Personal information
- Full name: Robert Douglas Christie
- Born: 8 March 1942 New Delhi, British India
- Died: 8 February 2012 (aged 69) Costa Rica
- Batting: Right-handed
- Bowling: Right-arm medium

Domestic team information
- 1964: Oxford University

Career statistics
| Competition | First-class |
| Matches | 4 |
| Runs scored | 47 |
| Batting average | 11.75 |
| 100s/50s | –/– |
| Top score | 21 |
| Balls bowled | 576 |
| Wickets | 8 |
| Bowling average | 39.37 |
| 5 wickets in innings | – |
| 10 wickets in match | – |
| Best bowling | 4/44 |
| Catches/stumpings | –/– |
- Source: Cricinfo, 4 March 2020

= Robert Christie (cricketer) =

English cricketer

Robert Douglas Christie (7 March 1942 – 8 February 2012) was an English first-class cricketer.

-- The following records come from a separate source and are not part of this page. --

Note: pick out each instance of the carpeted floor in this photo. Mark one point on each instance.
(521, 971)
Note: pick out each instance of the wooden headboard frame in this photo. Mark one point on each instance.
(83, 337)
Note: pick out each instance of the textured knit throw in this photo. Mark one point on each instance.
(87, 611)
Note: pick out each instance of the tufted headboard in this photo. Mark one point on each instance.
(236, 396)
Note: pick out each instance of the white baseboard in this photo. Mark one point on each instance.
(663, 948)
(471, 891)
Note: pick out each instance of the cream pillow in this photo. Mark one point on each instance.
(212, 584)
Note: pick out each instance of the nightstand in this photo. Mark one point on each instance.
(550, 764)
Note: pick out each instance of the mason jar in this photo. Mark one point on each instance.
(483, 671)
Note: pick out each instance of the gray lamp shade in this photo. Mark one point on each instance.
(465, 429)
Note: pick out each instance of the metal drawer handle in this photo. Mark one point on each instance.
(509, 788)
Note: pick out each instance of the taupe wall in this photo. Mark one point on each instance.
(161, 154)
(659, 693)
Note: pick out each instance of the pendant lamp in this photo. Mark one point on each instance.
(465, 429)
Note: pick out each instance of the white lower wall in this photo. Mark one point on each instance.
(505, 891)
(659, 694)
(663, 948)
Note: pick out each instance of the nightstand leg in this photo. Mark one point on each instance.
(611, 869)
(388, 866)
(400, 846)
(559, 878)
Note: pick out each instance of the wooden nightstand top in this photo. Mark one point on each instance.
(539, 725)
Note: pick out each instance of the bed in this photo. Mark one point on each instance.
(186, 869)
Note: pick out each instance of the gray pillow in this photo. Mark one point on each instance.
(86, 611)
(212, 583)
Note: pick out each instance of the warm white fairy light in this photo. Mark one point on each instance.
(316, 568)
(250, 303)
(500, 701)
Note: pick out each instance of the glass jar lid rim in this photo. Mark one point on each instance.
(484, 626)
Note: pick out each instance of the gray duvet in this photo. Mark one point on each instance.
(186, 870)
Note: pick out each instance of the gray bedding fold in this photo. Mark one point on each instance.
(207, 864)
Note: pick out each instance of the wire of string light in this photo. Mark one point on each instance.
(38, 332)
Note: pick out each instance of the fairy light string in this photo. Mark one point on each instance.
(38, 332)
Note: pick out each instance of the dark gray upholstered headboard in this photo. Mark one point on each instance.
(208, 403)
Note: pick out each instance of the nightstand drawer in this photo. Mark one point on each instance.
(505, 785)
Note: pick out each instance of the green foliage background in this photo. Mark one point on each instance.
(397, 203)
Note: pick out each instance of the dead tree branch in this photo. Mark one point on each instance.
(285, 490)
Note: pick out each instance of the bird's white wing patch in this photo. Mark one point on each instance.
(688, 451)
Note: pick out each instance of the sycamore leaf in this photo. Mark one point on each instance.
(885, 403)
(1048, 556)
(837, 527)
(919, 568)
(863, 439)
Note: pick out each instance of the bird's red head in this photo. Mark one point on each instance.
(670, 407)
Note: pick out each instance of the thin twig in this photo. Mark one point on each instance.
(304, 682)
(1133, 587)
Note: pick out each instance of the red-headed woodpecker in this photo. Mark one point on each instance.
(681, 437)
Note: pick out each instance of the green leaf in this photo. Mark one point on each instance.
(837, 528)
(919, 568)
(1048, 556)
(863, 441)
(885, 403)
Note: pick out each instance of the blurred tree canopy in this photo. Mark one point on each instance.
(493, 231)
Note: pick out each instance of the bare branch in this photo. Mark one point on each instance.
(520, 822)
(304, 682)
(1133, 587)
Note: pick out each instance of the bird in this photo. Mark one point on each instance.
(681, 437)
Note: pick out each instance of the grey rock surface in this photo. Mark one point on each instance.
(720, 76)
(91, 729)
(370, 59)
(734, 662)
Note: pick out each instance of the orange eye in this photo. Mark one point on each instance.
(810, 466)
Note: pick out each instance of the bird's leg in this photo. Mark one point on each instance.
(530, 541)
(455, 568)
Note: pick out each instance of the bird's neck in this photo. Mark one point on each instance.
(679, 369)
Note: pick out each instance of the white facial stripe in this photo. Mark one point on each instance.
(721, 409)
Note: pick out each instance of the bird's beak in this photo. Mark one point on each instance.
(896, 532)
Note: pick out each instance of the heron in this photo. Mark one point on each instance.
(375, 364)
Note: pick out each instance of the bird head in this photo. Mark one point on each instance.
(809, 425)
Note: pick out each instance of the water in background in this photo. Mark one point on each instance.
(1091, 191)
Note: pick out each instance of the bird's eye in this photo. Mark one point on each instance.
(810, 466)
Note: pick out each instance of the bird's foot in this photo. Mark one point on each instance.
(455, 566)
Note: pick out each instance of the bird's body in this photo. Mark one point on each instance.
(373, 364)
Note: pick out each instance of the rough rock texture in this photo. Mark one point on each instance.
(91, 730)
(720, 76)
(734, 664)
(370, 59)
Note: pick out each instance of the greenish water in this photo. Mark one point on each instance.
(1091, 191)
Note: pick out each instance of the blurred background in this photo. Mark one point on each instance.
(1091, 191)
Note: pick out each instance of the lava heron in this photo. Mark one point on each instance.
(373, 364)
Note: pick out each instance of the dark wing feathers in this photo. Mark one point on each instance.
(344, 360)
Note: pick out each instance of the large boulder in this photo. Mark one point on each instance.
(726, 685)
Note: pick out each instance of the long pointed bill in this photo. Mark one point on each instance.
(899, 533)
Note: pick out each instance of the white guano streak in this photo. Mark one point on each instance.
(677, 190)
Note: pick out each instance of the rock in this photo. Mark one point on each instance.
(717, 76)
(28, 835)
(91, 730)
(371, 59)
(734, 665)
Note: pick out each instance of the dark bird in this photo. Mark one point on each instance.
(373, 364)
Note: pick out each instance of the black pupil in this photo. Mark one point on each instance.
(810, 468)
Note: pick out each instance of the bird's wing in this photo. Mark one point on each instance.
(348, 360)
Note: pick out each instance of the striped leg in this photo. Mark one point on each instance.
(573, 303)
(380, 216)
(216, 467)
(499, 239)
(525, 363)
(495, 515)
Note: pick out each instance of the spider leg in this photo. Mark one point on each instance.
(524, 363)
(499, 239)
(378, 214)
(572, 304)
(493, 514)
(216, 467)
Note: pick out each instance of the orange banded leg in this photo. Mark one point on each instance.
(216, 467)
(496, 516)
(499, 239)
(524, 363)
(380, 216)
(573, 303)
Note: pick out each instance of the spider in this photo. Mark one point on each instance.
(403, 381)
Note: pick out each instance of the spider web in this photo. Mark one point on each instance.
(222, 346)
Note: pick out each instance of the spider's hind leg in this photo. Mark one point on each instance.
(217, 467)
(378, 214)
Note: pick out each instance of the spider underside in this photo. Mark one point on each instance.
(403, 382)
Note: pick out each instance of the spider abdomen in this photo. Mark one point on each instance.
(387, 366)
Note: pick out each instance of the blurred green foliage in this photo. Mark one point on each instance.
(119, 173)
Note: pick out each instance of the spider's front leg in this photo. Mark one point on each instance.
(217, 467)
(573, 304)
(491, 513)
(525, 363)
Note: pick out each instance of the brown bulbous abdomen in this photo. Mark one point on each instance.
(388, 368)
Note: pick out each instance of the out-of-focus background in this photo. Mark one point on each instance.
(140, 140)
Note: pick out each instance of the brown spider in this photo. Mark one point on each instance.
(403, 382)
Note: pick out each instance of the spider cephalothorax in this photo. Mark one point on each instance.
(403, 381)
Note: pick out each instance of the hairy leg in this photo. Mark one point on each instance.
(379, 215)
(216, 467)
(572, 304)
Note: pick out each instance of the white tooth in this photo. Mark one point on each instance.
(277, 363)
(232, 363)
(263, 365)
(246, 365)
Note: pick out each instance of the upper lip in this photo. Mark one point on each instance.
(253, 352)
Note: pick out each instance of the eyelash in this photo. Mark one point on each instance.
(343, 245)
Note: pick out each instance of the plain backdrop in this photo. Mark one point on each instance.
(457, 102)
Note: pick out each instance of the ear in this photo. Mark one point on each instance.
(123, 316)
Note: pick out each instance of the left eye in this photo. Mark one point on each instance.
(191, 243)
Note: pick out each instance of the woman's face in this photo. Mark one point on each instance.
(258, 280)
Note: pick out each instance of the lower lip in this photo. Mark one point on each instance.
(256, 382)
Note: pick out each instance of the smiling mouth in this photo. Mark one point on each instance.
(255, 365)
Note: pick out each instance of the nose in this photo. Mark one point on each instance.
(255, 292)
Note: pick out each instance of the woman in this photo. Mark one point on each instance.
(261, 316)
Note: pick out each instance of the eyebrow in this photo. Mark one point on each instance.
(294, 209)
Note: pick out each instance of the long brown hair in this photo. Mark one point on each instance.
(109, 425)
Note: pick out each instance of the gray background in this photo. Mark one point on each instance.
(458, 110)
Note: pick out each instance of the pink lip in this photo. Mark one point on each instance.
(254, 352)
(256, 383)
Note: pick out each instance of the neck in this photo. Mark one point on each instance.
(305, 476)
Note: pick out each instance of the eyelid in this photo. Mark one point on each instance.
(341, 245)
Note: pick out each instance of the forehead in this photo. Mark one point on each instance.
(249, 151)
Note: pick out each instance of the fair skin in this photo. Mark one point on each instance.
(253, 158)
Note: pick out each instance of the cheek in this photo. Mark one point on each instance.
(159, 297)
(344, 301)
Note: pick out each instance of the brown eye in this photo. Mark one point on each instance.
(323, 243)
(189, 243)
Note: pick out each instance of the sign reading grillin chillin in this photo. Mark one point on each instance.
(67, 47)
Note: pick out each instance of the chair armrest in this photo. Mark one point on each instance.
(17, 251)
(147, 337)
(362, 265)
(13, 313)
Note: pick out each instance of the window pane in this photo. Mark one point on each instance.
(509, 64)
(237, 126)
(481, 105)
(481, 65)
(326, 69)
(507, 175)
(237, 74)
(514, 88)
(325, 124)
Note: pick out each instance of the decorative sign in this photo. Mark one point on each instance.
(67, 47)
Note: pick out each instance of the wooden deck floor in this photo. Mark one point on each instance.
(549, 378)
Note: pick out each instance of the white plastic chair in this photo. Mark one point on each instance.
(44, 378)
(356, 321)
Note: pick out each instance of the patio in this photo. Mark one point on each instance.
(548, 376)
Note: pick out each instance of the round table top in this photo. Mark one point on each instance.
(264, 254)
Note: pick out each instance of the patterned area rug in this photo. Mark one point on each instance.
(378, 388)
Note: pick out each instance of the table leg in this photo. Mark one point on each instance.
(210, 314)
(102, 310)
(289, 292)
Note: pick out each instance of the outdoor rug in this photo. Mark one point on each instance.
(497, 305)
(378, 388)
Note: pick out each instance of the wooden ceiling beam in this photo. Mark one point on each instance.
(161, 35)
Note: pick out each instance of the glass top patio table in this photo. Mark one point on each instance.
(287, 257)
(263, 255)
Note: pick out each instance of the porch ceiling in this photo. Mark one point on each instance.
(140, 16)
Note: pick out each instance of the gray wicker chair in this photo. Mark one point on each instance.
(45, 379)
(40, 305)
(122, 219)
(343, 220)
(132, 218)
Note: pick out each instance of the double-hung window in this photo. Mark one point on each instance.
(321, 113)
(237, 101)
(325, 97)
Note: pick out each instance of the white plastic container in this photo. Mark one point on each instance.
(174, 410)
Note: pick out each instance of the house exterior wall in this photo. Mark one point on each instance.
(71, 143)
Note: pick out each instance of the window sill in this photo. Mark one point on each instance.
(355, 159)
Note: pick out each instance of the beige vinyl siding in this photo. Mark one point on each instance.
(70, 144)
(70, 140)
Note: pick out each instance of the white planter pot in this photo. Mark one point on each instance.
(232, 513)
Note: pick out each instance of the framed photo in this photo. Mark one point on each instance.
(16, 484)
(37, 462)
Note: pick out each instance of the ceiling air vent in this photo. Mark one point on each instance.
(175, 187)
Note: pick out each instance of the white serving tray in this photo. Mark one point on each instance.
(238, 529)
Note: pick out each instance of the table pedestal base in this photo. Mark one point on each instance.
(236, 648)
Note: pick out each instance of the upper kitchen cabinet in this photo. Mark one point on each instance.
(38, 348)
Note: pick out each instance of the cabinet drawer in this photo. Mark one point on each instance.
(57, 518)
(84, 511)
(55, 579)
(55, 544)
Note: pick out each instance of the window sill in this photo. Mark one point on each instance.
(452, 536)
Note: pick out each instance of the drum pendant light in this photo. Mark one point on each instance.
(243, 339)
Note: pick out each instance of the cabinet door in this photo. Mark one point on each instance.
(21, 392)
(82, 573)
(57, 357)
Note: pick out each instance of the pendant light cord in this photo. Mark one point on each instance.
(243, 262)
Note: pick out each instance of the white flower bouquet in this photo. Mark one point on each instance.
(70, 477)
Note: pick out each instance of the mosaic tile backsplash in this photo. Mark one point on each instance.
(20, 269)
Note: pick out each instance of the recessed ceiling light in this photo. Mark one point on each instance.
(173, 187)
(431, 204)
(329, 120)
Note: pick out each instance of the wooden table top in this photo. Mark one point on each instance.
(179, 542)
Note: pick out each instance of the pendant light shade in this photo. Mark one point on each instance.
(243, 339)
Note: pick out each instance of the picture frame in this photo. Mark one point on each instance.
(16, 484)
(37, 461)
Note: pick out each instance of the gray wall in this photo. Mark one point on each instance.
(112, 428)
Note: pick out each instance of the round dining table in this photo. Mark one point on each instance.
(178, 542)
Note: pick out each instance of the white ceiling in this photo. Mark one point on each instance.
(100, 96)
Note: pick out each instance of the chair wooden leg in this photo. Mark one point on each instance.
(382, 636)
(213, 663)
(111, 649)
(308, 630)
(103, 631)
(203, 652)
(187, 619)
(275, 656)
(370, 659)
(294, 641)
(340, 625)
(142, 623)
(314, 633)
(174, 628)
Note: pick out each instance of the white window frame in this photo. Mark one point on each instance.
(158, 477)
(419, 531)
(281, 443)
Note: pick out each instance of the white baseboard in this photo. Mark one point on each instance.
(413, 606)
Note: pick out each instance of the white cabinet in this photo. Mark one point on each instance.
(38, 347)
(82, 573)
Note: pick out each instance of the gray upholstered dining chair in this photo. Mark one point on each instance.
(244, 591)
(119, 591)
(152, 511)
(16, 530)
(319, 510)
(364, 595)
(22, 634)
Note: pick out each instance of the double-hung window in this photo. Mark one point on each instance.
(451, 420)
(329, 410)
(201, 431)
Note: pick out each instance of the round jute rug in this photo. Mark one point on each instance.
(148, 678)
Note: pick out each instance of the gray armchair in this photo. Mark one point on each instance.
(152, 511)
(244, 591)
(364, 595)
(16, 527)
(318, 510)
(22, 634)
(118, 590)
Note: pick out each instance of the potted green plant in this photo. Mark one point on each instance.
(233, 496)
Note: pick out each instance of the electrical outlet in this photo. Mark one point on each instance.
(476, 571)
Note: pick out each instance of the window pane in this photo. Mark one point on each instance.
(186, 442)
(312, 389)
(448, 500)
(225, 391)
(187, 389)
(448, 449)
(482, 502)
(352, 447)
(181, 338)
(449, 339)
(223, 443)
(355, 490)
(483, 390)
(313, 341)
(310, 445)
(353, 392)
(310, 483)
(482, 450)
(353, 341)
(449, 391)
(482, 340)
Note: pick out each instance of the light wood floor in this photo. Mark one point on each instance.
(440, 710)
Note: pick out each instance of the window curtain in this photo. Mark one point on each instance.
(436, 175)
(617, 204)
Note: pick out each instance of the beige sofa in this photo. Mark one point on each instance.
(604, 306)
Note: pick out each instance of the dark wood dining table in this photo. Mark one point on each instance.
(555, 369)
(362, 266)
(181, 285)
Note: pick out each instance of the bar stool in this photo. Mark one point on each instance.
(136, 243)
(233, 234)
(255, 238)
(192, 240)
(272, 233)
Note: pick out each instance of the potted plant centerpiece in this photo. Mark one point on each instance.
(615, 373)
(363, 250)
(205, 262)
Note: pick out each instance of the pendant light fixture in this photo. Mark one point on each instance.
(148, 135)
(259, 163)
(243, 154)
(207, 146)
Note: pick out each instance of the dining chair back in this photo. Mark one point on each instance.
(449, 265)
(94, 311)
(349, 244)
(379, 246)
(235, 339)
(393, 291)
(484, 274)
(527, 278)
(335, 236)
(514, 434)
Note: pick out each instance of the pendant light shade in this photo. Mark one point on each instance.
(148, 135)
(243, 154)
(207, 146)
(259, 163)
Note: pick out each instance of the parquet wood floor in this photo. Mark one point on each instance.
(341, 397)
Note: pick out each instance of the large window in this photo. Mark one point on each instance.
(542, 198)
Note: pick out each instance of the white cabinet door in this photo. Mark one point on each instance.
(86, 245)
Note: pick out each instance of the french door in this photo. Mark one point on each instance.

Christie was born in British India at New Delhi. He was educated in England at Eton College, before going up to New College, Oxford. While studying at Oxford, he played first-class cricket for Oxford University in 1964, making four appearances. He scored 47 runs in his four matches, with a high score of 21. With his right-arm medium pace bowling, he took 8 wickets with best figures of 4 for 44. After graduating from Oxford, Christie worked in the financial industry. He died suddenly while on holiday in Costa Rica in February 2012.